The culture war had finally come to a head. In George Floyd, the former counterculture had found its unworthy martyr. In Trump, law-abiding Americans had found their hero. And the enemies within had shed their mainstream masks and were doing everything they could to bring the president down.
A Lone Hero
During his presidency, Trump has seemed almost to be acting alone, with members of his own administration and party lined up against him. Except in the final days of Richard Nixon’s presidency, when have we ever seen a president so alone? When in recent American history, except during the New York mayoralty of Rudy Giuliani, had so positive a turnaround been so obviously attributable to a single individual?
Yes, the idea of a country being saved by a single “great man” can be dangerous. In the last century, it led to the dictatorships of Hitler, Stalin, Mao, and several others. But facts are facts: Trump, today, is America’s essential man. Though surrounded by enemies in the White House, on Capitol Hill, and all over Washington, he’s enjoyed an unprecedented level of public support.

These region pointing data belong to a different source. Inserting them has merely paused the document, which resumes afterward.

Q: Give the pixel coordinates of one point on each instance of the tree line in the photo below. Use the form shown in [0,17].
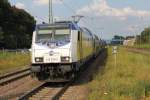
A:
[16,26]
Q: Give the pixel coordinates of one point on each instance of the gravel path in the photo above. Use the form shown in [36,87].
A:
[15,89]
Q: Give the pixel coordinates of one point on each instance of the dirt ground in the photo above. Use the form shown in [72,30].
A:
[15,89]
[141,51]
[79,90]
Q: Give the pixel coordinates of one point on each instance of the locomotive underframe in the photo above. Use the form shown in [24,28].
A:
[54,71]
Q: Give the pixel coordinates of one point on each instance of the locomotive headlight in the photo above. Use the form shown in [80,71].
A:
[38,59]
[65,59]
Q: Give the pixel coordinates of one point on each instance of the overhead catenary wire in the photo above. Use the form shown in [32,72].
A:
[74,12]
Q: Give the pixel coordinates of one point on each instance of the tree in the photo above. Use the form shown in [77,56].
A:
[17,26]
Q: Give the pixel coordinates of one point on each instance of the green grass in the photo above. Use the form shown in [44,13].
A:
[128,80]
[10,61]
[143,46]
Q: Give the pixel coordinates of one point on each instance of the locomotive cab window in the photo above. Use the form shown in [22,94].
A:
[59,36]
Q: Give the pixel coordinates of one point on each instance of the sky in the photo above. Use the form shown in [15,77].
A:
[105,18]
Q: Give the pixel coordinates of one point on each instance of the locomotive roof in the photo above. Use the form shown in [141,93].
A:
[64,24]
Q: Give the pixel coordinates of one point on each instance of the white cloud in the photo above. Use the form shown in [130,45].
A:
[20,5]
[101,8]
[46,2]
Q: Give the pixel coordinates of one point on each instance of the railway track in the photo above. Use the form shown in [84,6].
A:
[10,77]
[46,91]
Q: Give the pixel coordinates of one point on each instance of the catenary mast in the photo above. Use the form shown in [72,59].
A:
[50,12]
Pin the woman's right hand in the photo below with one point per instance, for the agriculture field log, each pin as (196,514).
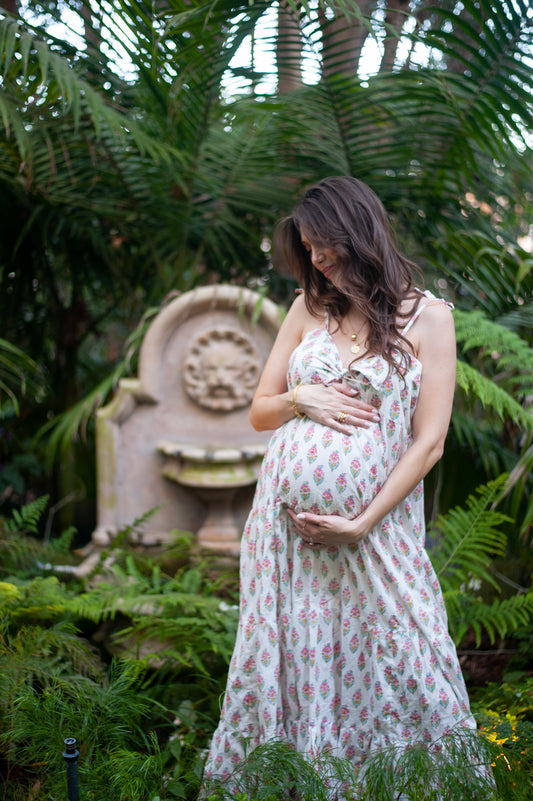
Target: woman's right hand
(335,405)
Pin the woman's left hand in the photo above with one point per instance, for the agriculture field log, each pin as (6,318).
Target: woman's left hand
(323,531)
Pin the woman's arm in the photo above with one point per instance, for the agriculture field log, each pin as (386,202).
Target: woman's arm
(273,401)
(434,339)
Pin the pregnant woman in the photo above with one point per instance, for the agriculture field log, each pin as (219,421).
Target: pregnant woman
(343,642)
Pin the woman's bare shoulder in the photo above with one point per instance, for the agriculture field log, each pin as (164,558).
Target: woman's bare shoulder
(299,311)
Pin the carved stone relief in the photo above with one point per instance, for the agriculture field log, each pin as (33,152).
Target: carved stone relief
(221,370)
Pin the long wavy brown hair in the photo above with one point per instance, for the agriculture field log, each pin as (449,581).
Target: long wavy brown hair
(344,214)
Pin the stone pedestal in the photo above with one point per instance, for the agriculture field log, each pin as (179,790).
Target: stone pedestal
(177,439)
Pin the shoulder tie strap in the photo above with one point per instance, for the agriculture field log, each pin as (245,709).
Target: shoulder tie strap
(430,298)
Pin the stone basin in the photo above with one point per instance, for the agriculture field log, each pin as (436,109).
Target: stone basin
(215,473)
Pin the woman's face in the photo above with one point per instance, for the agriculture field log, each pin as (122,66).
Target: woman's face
(323,258)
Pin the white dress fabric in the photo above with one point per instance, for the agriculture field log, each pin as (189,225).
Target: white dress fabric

Never—and this assertion seems unarguable—have so many Americans loved their president so much, or trusted him so implicitly, or been so certain of his genuine concern for their welfare. Watching Trump rallies on TV, I’ve often found myself thinking: if only Adams or Jefferson or Franklin could see this!
Because this wasn’t by any means a Communist-style cult of personality, with people feeling scared not to cheer. This was the real thing—a good thing—a democratically elected leader being applauded by ordinary citizens from every imaginable kind of background for keeping his promises and for serving his people.
Uniformly, the counterculture-bred “journalists” who “reported” on these peaceful patriotic events depicted the participants as scum. Then, toward the end of Trump’s term, cities around America erupted in violent riots by members of what once would have been called the counterculture, and the same “journalists” depicted those participants as heroes.
Finally, the ultimate culture war atrocity: a manifestly stolen election.
The theft was breathtaking in the insane lust for power, and the contempt for opponents, that made it possible. It was stunning in its brazenness. Which made sense: for decades, as it had advanced apace—in what has been called “the long march through the institutions”—the counterculture had grown used to easy conquests. It apparently hadn’t expected much in the way of resistance this time, either.
The whole scenario is quite clear. They’re just like schoolyard bullies. Because Trump supporters are honest, good-mannered, and peaceable, they take us for wimps.
And alas, some old-line Republican members of Congress, who at this point are perhaps all that’s standing between us and a Biden presidency, are wimps—prepared to roll over to maintain a factitious peace.
The majority of our Supreme Court justices—who, against all logic, denied that Texas has standing to challenge the presidential vote in another state—are wimps, too.
But we can’t let their passivity prevail. We need to make it clear that, peaceable though we are, we’re not wimps—and we’re not suckers. In this climactic battle of our decades-long culture war, we need to win—or be prepared to lose in ways beyond imagining.